I am trying to decorate a Django view by two decorators, one for checking login, and one for checking is_active.
The first one is the built-in @login_required
, and the second one is the following:
def active_required(function): dec = user_passes_test(lambda u: u.is_active, '/notallowed', '') return dec(function)
Now, the decorators in Python work inside out, however the following does not work:
@active_required @login_required def foo(request): ...
I want to first check if the user is logged in, and redirect to login page if not, and if he or she is logged in, I want to check whether he or she is active, and if not, perform redirect to '/notallowed'
.
What happens is that if the login_required fails, the user is not redirected to the login page, but @active_required
is executed, and since the user is null in that case, @active_required decorator fails and the user is redirected to /notallowed
.
Changing the order seems to work,
@login_required @active_required def foo(request): ...
but I suspect there is something wrong with this approach too.
What is the proper way to combine two decorators, and why does the execution order differ from simple Python decorators?
During the definition, decorators are evaluated from bottom to top meanwhile during the execution (which is the most important part in general) they are evaluated from top to bottom.
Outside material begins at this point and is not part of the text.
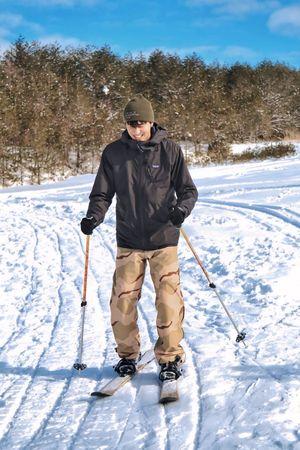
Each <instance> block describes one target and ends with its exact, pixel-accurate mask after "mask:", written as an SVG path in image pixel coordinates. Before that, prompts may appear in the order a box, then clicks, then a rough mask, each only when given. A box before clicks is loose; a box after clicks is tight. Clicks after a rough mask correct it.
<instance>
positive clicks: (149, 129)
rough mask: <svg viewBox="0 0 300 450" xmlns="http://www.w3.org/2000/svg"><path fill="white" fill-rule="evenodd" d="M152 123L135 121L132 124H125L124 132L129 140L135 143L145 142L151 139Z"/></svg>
mask: <svg viewBox="0 0 300 450" xmlns="http://www.w3.org/2000/svg"><path fill="white" fill-rule="evenodd" d="M152 125H153V122H142V121H139V120H135V121H133V122H126V130H127V131H128V134H129V136H130V137H131V139H134V140H135V141H140V142H145V141H148V140H149V139H150V138H151V127H152Z"/></svg>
Python allows us to implement more than one decorator to a function. It makes decorators useful for reusable building blocks as it accumulates several effects together.
In fact, there are two types of decorators in Python — class decorators and function decorators — but I will focus on function decorators here.
Decorators are a way to restrict access to views based on the request method or control caching behaviour. This is particularly useful when you want to separate logged-in users from unauthenticated users or create an admin page that only privileged users can access.
Now, the decorators in Python work from the inside out
Well I guess that depends on your definition of inside out. In your case, you want @login_required
to execute first, and so it should be the "outermost" (top) decorator.
As you noted, your last example works, and is indeed the correct way to do this.
edit
The confusion might be how these particular decorators work.
@login_required(@original_view)
returns a new view, which first checks if you are logged in, and then calls original_view
so
@login_required( @active_required( @my_view ) )
first checks if you are logged in, then first(second) checks if you are active, then runs my_view
Decorators are applied in the order they appear in the source. Thus, your second example:
@login_required @active_required def foo(request): ...
is equivalent to the following:
def foo(request): ... foo = login_required(active_required(foo))
Thus, if the code of one decorator depends on something set by (or ensured by) another, you have to put the dependent decorator "inside" the depdended-on decorator.
However, as Chris Pratt notes, you should avoid having decorator dependencies; when necessary, create a single new decorator that calls both in the right order.